16 ounce peaches, preferably home-frozen

½ cup juice, drained from peaches

1 envelope unflavored gelatin

4 eggs, separated

½ cup water

1 tbsp. lemon juice

⅛ tsp. salt

¼ tsp. almond extract

½ pt whipping cream, whipped

½ cup sugar

Take the canned peaches and separate the juice from the peaches.

Sprinkle gelatin on juice.

Beat egg yolks and water together and add to gelatin mixture.

Cook in double boiler until gelatin is dissolved and mixture is somewhat thickened.

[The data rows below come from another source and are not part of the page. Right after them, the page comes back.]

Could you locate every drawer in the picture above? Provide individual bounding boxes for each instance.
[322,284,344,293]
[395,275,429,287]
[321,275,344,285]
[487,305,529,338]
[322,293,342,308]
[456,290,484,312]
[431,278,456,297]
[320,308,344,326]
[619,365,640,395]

Remove from heat; add lemon juice, salt, and almond extract.

Chill slightly.

Puree peaches and add to cooled mixture.

Beat egg whites until thick and add sugar gradually, beating until stiff.

Fold into peach mixture.

Whip the cream.

Reserve some for garnish; fold remainder into mixture.

Place in dessert dishes and chill overnight.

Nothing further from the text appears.